Pornographic "spam" e-mail will have to be clearly labeled by mid-June to allow Internet users to easily filter it out, the Federal Trade Commission announced Wednesday.
Unsolicited pornography will have to bear a label reading "SEXUALLY-EXPLICIT-CONTENT:" in the subject line and the messages themselves will not be allowed to contain graphic material, the FTC said.
Outrage over unsolicited pornography and other forms of unsolicited e-mail spurred Congress to pass the first nationwide anti-spam law last year, which required the FTC to develop labels for smut.
An FTC study released last spring found that 17 percent of pornographic offers contained images of nudity that appeared whether a recipient wanted to see them or not.
The new rule is intended to change that. Pornographers will not be allowed to include sexually explicit pictures in the body of the message, though they will be allowed to include hyperlinks or other methods to access their material.
Like other e-mail marketers, they will also be required to include their postal address and an easy way to opt out of future mailings.

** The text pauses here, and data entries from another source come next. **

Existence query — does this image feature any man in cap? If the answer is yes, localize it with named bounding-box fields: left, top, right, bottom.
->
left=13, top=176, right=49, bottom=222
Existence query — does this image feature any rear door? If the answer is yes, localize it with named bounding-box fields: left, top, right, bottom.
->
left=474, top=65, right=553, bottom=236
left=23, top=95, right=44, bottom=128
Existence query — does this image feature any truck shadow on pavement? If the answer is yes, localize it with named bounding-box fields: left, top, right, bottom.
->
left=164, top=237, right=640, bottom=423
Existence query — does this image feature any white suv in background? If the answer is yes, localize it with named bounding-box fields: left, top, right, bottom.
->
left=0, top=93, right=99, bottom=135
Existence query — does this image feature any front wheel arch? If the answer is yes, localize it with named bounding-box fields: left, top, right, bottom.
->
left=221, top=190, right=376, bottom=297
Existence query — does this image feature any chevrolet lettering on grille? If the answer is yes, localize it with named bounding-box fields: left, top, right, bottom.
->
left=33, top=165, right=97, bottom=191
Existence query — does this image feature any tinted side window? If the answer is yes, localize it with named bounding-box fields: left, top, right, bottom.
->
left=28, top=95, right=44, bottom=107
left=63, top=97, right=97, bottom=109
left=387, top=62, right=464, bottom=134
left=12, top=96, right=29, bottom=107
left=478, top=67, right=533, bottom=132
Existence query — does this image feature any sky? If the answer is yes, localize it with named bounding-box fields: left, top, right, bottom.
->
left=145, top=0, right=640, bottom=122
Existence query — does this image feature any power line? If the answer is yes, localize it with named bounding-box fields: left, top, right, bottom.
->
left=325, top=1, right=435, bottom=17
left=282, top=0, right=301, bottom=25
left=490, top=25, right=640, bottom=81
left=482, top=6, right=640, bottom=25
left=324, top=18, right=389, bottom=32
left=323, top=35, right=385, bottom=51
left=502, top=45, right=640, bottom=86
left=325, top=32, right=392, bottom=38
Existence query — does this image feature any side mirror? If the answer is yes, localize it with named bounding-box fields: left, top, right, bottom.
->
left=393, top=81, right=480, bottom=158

Several states have already passed laws requiring pornographic spam to bear an "ADV:ADULT" label or some variant, but they will be overridden by the federal standard.
The FTC determined the "adult" tag was too vague as it could apply to gambling or tobacco, an official said.
"Lots of things are appropriate for adults that aren't appropriate for children," said FTC Assistant Director Allen Hile.
The hyphenated "SEXUALLY-EXPLICIT-CONTENT:" label, while ungrammatical, will make it easier to block explicit content while letting through messages from anti-pornography groups or others who may use the phrase, the FTC said in its notice.
The public will have three weeks to comment on the proposal, which is due to take effect in mid-June.
Hile said the agency is especially interested to hear whether the measure will encounter any technical hurdles. Free-speech arguments will carry less weight as the agency has been directed by Congress to develop the labels, he said.
"We don't have a whole lot of discretion in this," Hile said. "I guess we can't prevent commenters from saying, 'What a stupid idea,' or 'It violates the Constitution' or whatever, but we can't do anything with that."